Q


Queen, Ellery. [Jack Vance]

The Four Johns. Pocket Books, 1964.

| setting: Berkeley (University of California); Concord; San Francisco (Telegraph Hill); Madera | pbo | Hubin; Currey p. 498 | find it |

Summary: This annoyingly implausible yet also annoyingly predictable yarn finds University of California, Berkeley, Ph.D. candidate and wanna-be assistant professor Mervyn Gray trying to discover the murderer of a co-ed whose body he has found in the trunk of his car. He does not notify the police for fear of not being considered for a teaching position. Suspects include four men named “John”: an accountant, a university librarian, a fashion photographer from San Francisco, and a “beatnik” poet. Locales include the U.C. Berkeley campus, the Claremont Hotel, Telegraph and Ashby Avenues, houses in the Berkeley hills, suburban Concord, and San Francisco’s Telegraph Hill; Gray also makes a quick trip to Madera in the San Joaquin Valley. Written by science-fiction author Jack Vance under the “Ellery Queen” pseudonym. (M.B.)

A Room to Die In. Pocket Books, 1965.

| setting: San Francisco (Sunset District; St. Francis Hotel); Marin County (“Inisfail”) | pbo | Currey p. 500 | find it |

Summary: Ann Nelson, a disaffected elementary school teacher in San Francisco’s Sunset District, is not especially perturbed when she is notified that her father—from whom she has been estranged for some time—has died, but she is convinced that his violent death is not suicide, but should be deemed murder even though it has taken place in a securely locked room. While investigating the substantial sum of money she will inherit (and inadvertently, her father’s death), she meets neighbors and acquaintances in her father’s Marin County neighborhood (in the fictional town of Inisfail, ten miles from San Rafael on a road along the flanks of Mount Tamalpais), including an architect, a building contractor, a chess champion, and a bibliophile. The action is based in Marin and San Francisco, including a brief stint at the St. Francis Hotel and a mention of the Blue Fox restaurant. Written by science-fiction author Jack Vance under the “Ellery Queen” pseudonym.

 

Quentin, Patrick. [Richard Wilson Webb and Hugh Callingham Wheeler]

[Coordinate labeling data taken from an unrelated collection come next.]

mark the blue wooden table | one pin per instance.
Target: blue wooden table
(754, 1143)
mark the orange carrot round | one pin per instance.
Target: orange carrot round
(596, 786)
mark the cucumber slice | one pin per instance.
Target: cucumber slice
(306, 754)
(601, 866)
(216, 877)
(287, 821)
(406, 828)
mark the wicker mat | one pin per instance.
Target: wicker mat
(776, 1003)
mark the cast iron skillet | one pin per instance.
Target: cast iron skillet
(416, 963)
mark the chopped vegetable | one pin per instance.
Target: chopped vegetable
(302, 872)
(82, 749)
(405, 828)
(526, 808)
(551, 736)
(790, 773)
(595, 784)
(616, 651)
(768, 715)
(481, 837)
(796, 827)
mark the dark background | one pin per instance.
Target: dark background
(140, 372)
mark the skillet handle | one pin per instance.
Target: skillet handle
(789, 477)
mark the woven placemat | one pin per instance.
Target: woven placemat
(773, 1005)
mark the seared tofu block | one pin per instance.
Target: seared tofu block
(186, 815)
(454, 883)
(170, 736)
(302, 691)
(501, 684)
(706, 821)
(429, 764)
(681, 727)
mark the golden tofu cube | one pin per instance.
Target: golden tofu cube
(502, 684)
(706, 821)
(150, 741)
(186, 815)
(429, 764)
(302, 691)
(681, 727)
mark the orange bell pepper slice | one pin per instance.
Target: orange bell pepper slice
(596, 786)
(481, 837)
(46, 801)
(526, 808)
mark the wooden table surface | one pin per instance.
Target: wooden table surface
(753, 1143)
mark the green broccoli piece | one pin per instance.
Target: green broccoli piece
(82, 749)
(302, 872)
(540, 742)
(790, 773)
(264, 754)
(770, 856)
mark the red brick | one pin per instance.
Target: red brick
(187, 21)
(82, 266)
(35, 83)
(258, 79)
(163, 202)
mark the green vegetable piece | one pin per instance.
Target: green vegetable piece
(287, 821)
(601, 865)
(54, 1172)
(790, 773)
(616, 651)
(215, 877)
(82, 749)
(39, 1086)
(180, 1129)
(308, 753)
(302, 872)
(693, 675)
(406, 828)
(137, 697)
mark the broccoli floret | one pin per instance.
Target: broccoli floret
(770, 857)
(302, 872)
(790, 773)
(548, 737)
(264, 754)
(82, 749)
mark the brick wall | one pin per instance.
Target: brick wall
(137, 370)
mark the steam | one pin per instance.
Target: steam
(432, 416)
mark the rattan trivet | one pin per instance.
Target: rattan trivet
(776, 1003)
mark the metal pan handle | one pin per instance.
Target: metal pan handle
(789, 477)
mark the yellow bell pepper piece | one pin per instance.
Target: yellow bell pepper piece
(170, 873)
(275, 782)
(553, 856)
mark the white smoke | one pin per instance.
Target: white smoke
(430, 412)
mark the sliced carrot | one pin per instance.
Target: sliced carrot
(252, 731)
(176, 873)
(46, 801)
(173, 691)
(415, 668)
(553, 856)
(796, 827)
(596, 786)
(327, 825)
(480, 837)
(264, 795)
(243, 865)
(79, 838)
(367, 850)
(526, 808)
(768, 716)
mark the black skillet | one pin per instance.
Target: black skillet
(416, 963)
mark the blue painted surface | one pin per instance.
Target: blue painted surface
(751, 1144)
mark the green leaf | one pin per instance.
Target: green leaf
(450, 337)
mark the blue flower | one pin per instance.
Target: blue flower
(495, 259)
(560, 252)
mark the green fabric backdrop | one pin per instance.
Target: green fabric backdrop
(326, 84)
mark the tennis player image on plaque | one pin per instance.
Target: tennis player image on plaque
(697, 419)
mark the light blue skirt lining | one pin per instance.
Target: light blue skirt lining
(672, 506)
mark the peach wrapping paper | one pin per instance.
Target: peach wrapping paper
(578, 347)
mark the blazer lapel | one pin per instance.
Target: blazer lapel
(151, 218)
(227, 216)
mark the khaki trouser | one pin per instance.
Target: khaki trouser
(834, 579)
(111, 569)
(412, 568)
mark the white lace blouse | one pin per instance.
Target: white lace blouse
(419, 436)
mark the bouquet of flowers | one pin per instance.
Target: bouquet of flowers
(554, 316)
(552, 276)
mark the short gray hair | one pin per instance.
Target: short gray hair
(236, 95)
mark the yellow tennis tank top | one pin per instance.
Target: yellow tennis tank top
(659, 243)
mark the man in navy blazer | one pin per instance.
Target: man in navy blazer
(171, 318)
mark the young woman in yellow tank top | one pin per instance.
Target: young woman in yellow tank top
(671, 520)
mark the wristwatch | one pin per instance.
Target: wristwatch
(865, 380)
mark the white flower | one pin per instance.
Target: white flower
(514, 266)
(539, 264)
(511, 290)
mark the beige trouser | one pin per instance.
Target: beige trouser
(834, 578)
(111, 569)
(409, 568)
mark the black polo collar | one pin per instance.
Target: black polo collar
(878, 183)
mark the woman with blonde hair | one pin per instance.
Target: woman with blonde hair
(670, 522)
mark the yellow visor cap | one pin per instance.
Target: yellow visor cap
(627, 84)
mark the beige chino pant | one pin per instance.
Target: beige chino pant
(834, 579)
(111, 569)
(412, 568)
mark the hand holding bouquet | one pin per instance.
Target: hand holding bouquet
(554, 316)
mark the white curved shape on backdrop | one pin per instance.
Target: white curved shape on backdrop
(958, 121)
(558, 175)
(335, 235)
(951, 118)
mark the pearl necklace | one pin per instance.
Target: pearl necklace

Puzzle for Puppets. Simon & Schuster, 1944.

| setting: San Francisco | series character: Peter Duluth | Baird & Greenwood 2539; Hubin; Herron | find it |

Summary: Lt. Peter Duluth, a young naval officer on weekend leave in San Francisco during World War II, only briefly settled into his hard-to-get hotel room on Union Square with his movie-star wife when events arise that lead him to be framed for murder. The story includes “wild pursuits through the dark streets of San Francisco’s Chinatown and the backstage alleys of a circus” -- not to mention a pachyderm with a grudge. (M.B.)

 

Quinn, Kate, and Janie Chang.

The Phoenix Crown. William Morrow, 2024.

| setting: San Francisco (1906) | tpo | find it |

Summary: San Francisco, 1906. In a city bustling with newly minted millionaires and scheming upstarts, two very different women hope to change their fortunes: Gemma, a golden-haired, silver-voiced soprano whose career desperately needs rekindling, and Suling, a petite and resolute Chinatown embroideress who is determined to escape an arranged marriage. Their paths cross when they are drawn into the orbit of Henry Thornton, a charming railroad magnate whose extraordinary collection of Chinese antiques includes the fabled Phoenix Crown, a legendary relic of Beijing's fallen Summer Palace. His patronage offers Gemma and Suling the chance of a lifetime, but their lives are thrown into turmoil when a devastating earthquake rips San Francisco apart and Thornton disappears, leaving behind a mystery reaching further than anyone could have imagined... until the Phoenix Crown reappears five years later at a sumptuous Paris costume ball, drawing Gemma and Suling together in one last desperate quest for justice.

 

Quinn, Terry.

The Great Bridge Conspiracy. St. Martin’s, 1979.

| setting: San Francisco | Hubin | find it |

 

Quirk, Joe.

The Ultimate Rush. Rob Weisbach Books/William Morrow and Company, Inc., 1998.

| setting: San Francisco | Hubin | find it |

Summary: In San Francisco, a roller-blade delivery man who is a computer hacker at night, cracks a fraudulent stock operation by his courier service. The crooks who run it come after him and he must flee with his punk girlfriend.